If you start sneezing and get red, watery eyes every time you’re around cats, you might not be doomed to a life without a kitty to cuddle. Some people can develop an immunity to specific, individual cats.
However, getting there may take some time. If you’re prepared to suffer through feeling like you have the flu or a bad cold for a few months, you might be able to own a cat of your own and not always be allergic to it.
Remember, consult your doctor first before trying to overcome an allergy. Here’s what you should know about developing an immunity to cat allergies.
How Developing Immunity Works
Some people can develop an immunity to a specific cat or cats.
Allergies occur because your body mistakenly sees the allergen as a foreign invader. Over time, some pet owners’ bodies may grow accustomed to the allergens of a specific cat, and their reactions will diminish, according to LiveScience.
In fact, certain food allergies are treated based on a similar principle of low-level exposure over time.
Even if you do develop this immunity, remember that it’s probably only to your specific cats. Most likely, your allergies will flare up all over again if you’re around new cats.

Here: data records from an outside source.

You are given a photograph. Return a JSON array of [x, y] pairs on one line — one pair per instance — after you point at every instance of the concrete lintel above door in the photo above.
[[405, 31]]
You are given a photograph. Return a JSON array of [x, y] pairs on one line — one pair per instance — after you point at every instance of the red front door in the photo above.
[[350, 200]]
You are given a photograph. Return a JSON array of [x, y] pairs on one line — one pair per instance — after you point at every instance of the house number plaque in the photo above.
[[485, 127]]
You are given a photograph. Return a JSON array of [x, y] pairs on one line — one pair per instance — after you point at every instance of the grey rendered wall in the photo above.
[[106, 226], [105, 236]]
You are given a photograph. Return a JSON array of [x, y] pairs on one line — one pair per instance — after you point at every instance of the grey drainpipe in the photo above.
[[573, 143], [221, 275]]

Help Yourself Along The Way
There are seven types of cat allergens, and they’re found in saliva, skin excretions, and even urine, according to Dr. Jean Hofve, a holistic veterinarian.
While you’re trying to adjust to cats in your home, it may help to take specific steps to reduce your exposure to the allergens. CatTime has a great article about reducing allergens in your home. In addition to the suggestions in that story, there are a few other ideas you can try.
Hofve suggests using non-toxic, anti-allergy shampoos or wipes designed especially for cats. Adding some Omega-3 fatty acids to a cat’s diet can might also help. Before trying these, consult your veterinarian.
In addition, make your bedroom feline-free. This will give you a place in the house where you can go and not be exposed to the allergens.
Consider adding an air purifier with a HEPA filter to help remove airborne allergens. You might also try adding probiotics to your own diet.
Getting Shots For Cat Allergies
If you don’t seem to be adjusting, you can also try getting shots to help your cat allergies.
These immunotherapy shots work on the same principle as exposure to a cat over time. The injections contain cat allergens starting in tiny doses that are gradually increased.
You’ll get an allergy shot once or twice a week for about six months, with boosters every three years or so.
Make an appointment with your doctor so they can run some allergy tests and prescribe this treatment.
Always Consult A Doctor First
Before trying any of the suggestions listed above, consult your doctor.
Some people with more severe allergies, such as asthmatic reactions to cats, shouldn’t try exposure therapy because they might have a very severe response. So make sure you talk to your doctor and get an allergy test first.